Effective: November 9, 1994
Latest Legislation: Senate Bill 209 - 120th General Assembly
Except as provided in divisions (A) to (D) of this section, no manufacturer or distributor shall cancel or fail to renew a franchise or substantially change a sales area or territory without the prior consent of the other party for other than just cause and without at least sixty days' written notice to the other party setting forth the reasons for such cancellation, failure to renew, or substantial change.
(A) Neither party shall be required to give to the other party such notice if any of the following events occur:
(1) The filing of a petition in bankruptcy or an assignment for the benefit of creditors by the other party;
(2) The filing of an involuntary petition in bankruptcy against either party, which petition is not dismissed within thirty days;
(3) The cancellation, revocation, or suspension for more than thirty days of any permit required to be held by either party to authorize the handling of alcoholic beverages.
The occurrence of any one of the foregoing events shall constitute just cause for cancellation or failure to renew a franchise or substantially changing a sales area or territory without the prior consent of the other party.

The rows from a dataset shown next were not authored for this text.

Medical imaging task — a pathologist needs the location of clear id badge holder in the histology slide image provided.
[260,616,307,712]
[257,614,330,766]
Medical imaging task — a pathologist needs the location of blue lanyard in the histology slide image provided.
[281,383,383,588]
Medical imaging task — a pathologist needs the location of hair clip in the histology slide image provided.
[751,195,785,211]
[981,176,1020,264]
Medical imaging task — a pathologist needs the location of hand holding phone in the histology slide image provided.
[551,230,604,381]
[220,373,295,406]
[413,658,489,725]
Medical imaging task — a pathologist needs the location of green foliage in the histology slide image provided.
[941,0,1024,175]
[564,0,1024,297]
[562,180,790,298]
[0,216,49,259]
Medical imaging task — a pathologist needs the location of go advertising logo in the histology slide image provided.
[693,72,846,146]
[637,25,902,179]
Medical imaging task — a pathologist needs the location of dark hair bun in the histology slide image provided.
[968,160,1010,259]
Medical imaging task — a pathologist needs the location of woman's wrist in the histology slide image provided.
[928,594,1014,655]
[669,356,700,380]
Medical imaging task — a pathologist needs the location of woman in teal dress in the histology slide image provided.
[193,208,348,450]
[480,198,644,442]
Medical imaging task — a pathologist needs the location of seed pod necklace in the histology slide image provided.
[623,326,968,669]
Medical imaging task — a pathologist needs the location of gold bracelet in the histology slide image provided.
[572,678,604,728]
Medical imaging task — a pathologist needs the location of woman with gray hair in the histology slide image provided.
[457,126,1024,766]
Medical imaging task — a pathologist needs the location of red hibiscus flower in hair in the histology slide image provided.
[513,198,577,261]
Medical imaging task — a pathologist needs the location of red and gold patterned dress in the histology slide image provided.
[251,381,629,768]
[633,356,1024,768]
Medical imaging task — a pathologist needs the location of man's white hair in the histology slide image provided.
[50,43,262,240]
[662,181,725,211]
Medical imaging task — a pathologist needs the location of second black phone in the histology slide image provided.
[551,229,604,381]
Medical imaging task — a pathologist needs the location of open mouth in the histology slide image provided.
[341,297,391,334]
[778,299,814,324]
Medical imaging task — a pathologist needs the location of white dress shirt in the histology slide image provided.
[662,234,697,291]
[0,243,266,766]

(B) The occurrence of any of the following events shall not constitute just cause for cancellation of or failure to renew a franchise or substantially changing a sales area or territory without the prior consent of the other party:
(1) The failure or refusal on the part of either party to engage in any act or practice which would result in a violation of any federal law or regulation or any law or rule of this state;
(2) The restructuring, other than in bankruptcy proceedings, of a manufacturer's business organization;
(3) A unilateral alteration of the franchise by a manufacturer for a reason unrelated to any breach of the franchise or violation of sections 1333.82 to 1333.86 of the Revised Code by the distributor;
(4) A manufacturer's sale, assignment, or other transfer of the manufacturer's product or brand to another manufacturer over which it exercises control.
(C) If a manufacturer or distributor cancels or fails to renew a franchise, the distributor shall sell to the manufacturer and the manufacturer shall purchase from the distributor all of the distributor's inventory of the manufacturer's products and sales aids at the laid-in cost to the distributor including freight and cartage, provided that upon payment therefor the distributor shall transfer to the manufacturer good title to all such property free of liens and encumbrances.
(D) If a successor manufacturer acquires all or substantially all of the stock or assets of another manufacturer through merger or acquisition or acquires or is the assignee of a particular product or brand of alcoholic beverage from another manufacturer, the successor manufacturer, within ninety days of the date of the merger, acquisition, purchase, or assignment, may give written notice of termination, nonrenewal, or renewal of the franchise to a distributor of the acquired product or brand. Any notice of termination or nonrenewal of the franchise to a distributor of the acquired product or brand shall be received at the distributor's principal place of business within the ninety-day period. If notice is not received within this ninety-day period, a franchise relationship is established between the parties. If the successor manufacturer complies with the provisions of this division, just cause or consent of the distributor shall not be required for the termination or nonrenewal. Upon termination or nonrenewal of a franchise pursuant to this division, the distributor shall sell and the successor manufacturer shall repurchase the distributor's inventory of the terminated or nonrenewed product or brand as set forth in division (C) of this section, and the successor manufacturer also shall compensate the distributor for the diminished value of the distributor's business that is directly related to the sale of the product or brand terminated or not renewed by the successor manufacturer. The value of the distributor's business that is directly related to the sale of the terminated or nonrenewed product or brand shall include, but shall not be limited to, the appraised market value of those assets of the distributor principally devoted to the sale of the terminated or nonrenewed product or brand and the goodwill associated with that product or brand.